Ribopure blood refers to a specialized blood sample from which RNA has been isolated and purified. This purification process removes contaminants and preserves RNA integrity, making it suitable for scientific and medical investigations. The high purity achieved is essential for obtaining accurate and reliable results in downstream analyses. High-quality RNA from blood is gaining recognition in diverse research and clinical settings.
The Significance of RNA in Blood
RNA acts as a messenger of genetic information, carrying instructions from our DNA to the cellular machinery that builds proteins. Beyond this, noncoding RNAs perform regulatory functions without coding for proteins. Noncoding RNAs are numerous, with over 25,000 genes identified in the human genome, exceeding protein-coding genes.

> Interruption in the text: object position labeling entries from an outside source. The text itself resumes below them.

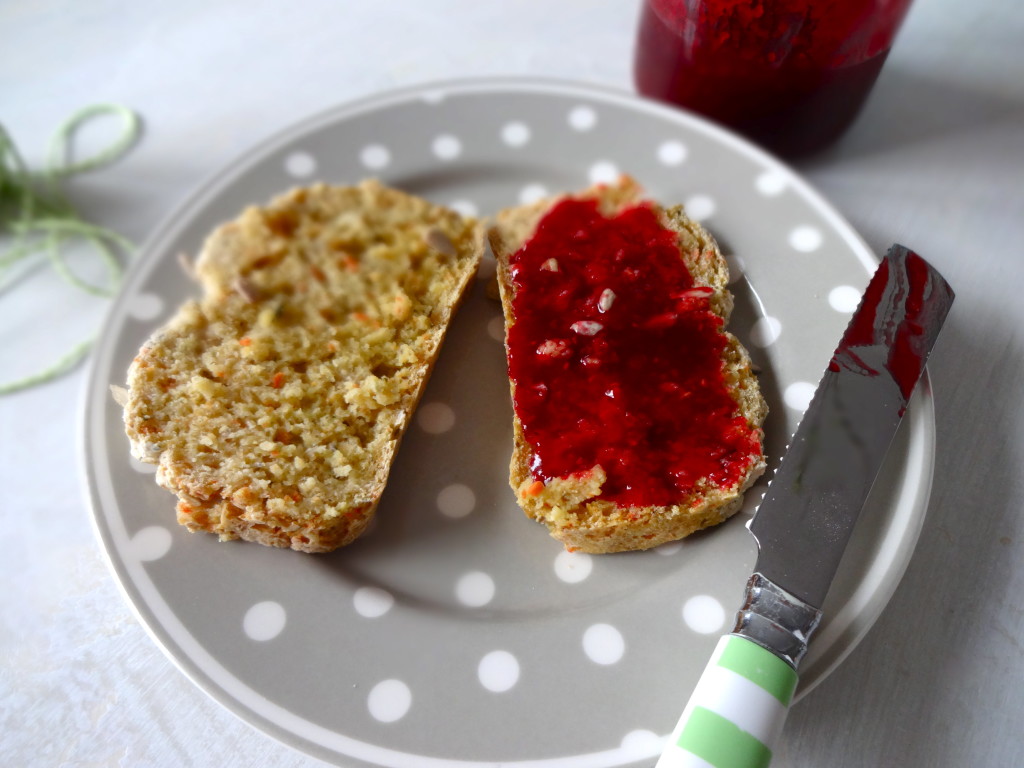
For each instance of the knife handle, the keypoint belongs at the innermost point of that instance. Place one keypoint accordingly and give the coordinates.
(736, 712)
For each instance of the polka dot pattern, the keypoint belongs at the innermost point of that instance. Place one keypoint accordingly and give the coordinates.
(844, 298)
(603, 172)
(515, 134)
(699, 207)
(765, 332)
(573, 567)
(375, 157)
(798, 395)
(456, 500)
(806, 239)
(672, 153)
(446, 146)
(264, 621)
(603, 644)
(532, 193)
(300, 165)
(771, 183)
(475, 589)
(152, 543)
(389, 700)
(464, 208)
(704, 614)
(372, 602)
(583, 118)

RNA molecules, including both protein-coding and noncoding types, circulate in the bloodstream as “cell-free RNA” (cfRNA), originating from various tissues and organs, including tumors. These circulating RNA fragments are byproducts of natural cell death throughout the body. Analyzing these RNA molecules in blood offers a non-invasive way to gain insights into health status, gene expression, and disease progression. This allows for monitoring changes without more invasive procedures like tissue biopsies.
Applications of Ribopure Blood
Purified RNA from blood has diverse uses. One application is biomarker discovery, identifying specific RNA molecules as indicators for disease presence or progression. For instance, certain microRNAs (miRNAs) are involved in cancer progression and suppression, offering new avenues for non-invasive cancer detection. Researchers are testing hundreds of clinical studies to determine if microRNAs in blood can aid in diagnosing conditions ranging from asthma to Alzheimer’s disease.
Ribopure blood also aids in disease monitoring, allowing clinicians to track treatment effectiveness or disease progression. A newly developed blood test analyzes messenger RNA in the bloodstream to identify cancer at different stages, track resistance to treatments, and monitor healthy tissue injury. This method can detect elevated levels of normal lung RNA in patients with acute respiratory distress syndrome (ARDS) and correlate with illness severity in COVID-19 patients.
Obtaining pure RNA from blood enables non-invasive diagnostics, offering less invasive ways to diagnose conditions compared to traditional tissue biopsies. For example, RNA liquid biopsy technology can detect cancer by sequencing cell-free RNA in blood, testing for both protein-coding and repetitive noncoding RNA. This approach has shown promise in identifying specific cancer types like pancreatic, lung, and esophageal cancers at early stages. Purified RNA from blood is also invaluable in research, contributing to a deeper understanding of biological processes and the development of new therapies.
The Critical Role of Purity
The “ribopure” aspect is important because the quality and purity of extracted RNA directly influence the reliability of downstream molecular analyses. Blood presents challenges for RNA extraction, including abundant cellular components like red blood cells. These contain hemoglobin, which can inhibit common molecular tests like RT-PCR. Plasma, making up about 60% of blood, contains high concentrations of RNases, enzymes that degrade RNA. Rapid inactivation of these enzymes is necessary to preserve RNA integrity.
Impurities, such as residual DNA or proteins, can lead to inaccurate or unreliable results in sensitive analyses like PCR or sequencing. For example, if hemoglobin is carried over during purification, it can clog filters and interfere with downstream applications. The total quantity of RNA recovered can also vary significantly between different extraction methods, impacting the recovery of weakly expressed transcripts. High purity ensures the integrity and functionality of the extracted RNA, making it suitable for demanding applications like real-time RT-PCR and microarray analysis. This purification process, often involving sequential techniques like phenol/chloroform extraction and glass fiber filter purification, removes contaminants such as protein, heme, genomic DNA, and RNases, yielding high quantities of pure RNA.